At approximately 13:00, a table on one of our read-only database servers became locked with an InnoDB table metadata lock. There was no corresponding database thread owning the lock which caused the table to become deadlocked. Over the next 25 minutes, requests to update that table failed, entered a wait state, and remained in that state indefinitely.
At 13:26, the number of web requests waiting for a response from the database reached a critical point where all available servers were fully saturated with requests. Our internal monitoring alerted us to this and our incident response process was triggered.
Multiple steps were taken to mitigate the impact of the issue, including adding additional capacity to the infrastructure, but each time we did this the issues followed again within minutes.

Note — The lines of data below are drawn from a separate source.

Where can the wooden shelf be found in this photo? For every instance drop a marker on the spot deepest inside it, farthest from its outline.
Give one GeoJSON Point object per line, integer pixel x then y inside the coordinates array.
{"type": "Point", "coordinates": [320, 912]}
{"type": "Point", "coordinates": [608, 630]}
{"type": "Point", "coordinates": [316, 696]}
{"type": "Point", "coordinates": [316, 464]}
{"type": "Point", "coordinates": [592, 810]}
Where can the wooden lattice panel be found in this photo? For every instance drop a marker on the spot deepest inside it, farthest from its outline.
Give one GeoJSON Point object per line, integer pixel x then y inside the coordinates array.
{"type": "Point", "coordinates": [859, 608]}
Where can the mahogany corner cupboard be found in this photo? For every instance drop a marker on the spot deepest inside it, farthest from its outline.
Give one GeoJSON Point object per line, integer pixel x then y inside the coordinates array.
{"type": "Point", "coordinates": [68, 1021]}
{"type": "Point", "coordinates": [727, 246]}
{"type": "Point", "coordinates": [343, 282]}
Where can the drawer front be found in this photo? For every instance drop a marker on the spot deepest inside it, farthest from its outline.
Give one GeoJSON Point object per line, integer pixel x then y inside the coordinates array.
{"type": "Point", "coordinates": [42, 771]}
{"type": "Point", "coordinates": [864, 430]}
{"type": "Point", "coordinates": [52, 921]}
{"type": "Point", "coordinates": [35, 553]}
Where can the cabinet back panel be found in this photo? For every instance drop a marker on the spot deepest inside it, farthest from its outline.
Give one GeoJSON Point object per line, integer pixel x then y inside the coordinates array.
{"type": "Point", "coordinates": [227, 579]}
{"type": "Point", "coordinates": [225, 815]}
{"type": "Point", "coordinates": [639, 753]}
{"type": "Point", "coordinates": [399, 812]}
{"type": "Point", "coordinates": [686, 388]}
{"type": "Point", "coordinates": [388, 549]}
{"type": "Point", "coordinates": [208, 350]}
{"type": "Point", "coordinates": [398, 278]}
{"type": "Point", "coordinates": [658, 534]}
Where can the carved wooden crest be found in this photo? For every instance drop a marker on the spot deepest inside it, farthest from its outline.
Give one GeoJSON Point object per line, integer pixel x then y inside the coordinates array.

Once we had determined that the root cause was linked to an issue with a server in the database cluster, the server was rebooted and the dangling connections on the web servers were terminated. A few minutes after this at 14:01 the web servers started processing requests again restoring service to the majority of clients, with full service for all clients restored at 14:09.
During this incident, we were also experiencing a suspected DDoS with a significant increase in traffic from a large number of IP addresses in Hong Kong. Our data at the time implied this might have been the root cause of the issue and the requests were blocked. While this did end up being unrelated, the additional traffic added an extra level of complexity to the incident.
Following on from discussions about this with our hosting provider, a number of database configuration changes have been implemented, providing us better insight into the underlying processes running on the database when similar events occur. This has also allowed us to alert the on-call team earlier, to give more opportunities to resolve these issues before they have an impact on website visitors.
While we don’t want issues like these to occur, we know that communication with our clients during them is critical. As such, we are continuing to improve our internal tooling to reduce the time it takes to get updates onto our status page.